大阪から帰るなら普通は行きと同じ新幹線一択だ・・
しかしまたあの立ち客であふれた列車に乗るのかと思うとうんざりする。
指定を取ればいいんだろうけど座れてもなんかつまらない。新幹線飽きた。
大阪から名古屋へは近鉄も特急を走らせていて伊勢中川というところにそれ用の短絡線があるとかいうはなしは鉄道マニア子供としては当然押さえるべき話であった。

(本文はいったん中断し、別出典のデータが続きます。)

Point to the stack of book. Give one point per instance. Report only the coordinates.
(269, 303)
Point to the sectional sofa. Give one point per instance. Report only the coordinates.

列車速度は新幹線に勝てるわけもないし、路線も大回りなので時間は倍くらいかかる。
でも比べて少し安いしゆっくり座っていけるあたりがメリットなんだろうと思う。
私の場合名古屋からまた新幹線に乗り継がなければならないのでコスト的なメリットというのは出ないどころか通しで新幹線に乗るより若干損かもしれない・・つまりそんな選択は通常ない。
でも子供のころに一度だけ目撃したあの短絡線を渡ってみたかった。
法隆寺からなら王子で乗り換えて大和八木だっけ・・から名古屋行き特急というのが正解みたいだ。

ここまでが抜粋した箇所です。